Fri Oct 4 12:47:51 EDT 2019

On 2019-10-04 10:19 a.m., James Ross wrote:
> Those are quite surprising results, for sure.  I see why you were taken aback.
> 
> I wonder why the assembly version for Linux would be that much slower than the Windows version.  There’s got to be something weird going there – there should not be a big difference between the two running essentially the same native code (at least on same class of processor)

That could even be down to process layout causing the running code to 
overflow the processor caches. When running the tests in isolation, you 
would likely have been well within the processor's cache so you wouldn't 
have been taking the cache miss penalty (which can be quite brutal). You 
could even get the results flip-flop to Windows showing a huge slowdown 
and Linux not simply by adding or removing code elsewhere in OVCC.

Also, differences in the compiler can make a huge difference, too. For 
instance, if one is building a 64 bit binary and the other a 32 bit 
binary, but also things like which optimizations the compiler knows 
about, or will use, can make a huge difference. What you might be seeing 
is the compiler you're using to build the Windows version is less good 
at optimization than the one used to build the Linux version, or is 
optimizing for a different target architecture. It may be 
counter-intuitive, but what is optimal on one CPU may actually be 
pessimal on another, even if they're the same "architecture".

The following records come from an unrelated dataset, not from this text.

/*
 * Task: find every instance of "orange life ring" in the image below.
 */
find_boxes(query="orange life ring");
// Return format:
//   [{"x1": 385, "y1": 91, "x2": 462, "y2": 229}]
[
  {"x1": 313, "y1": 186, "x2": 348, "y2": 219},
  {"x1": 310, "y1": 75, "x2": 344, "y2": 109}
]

Something else to keep in mind is that on modern CPUs, the shortest code 
is often the slowest, especially when mixed in with other running code. 
Even the order of two instructions can make a huge difference, even if 
they don't look related.

Both of the above are actually good arguments for letting compilers 
figure out how to order instructions on modern CPUs. Or choose which 
instructions to use for that matter.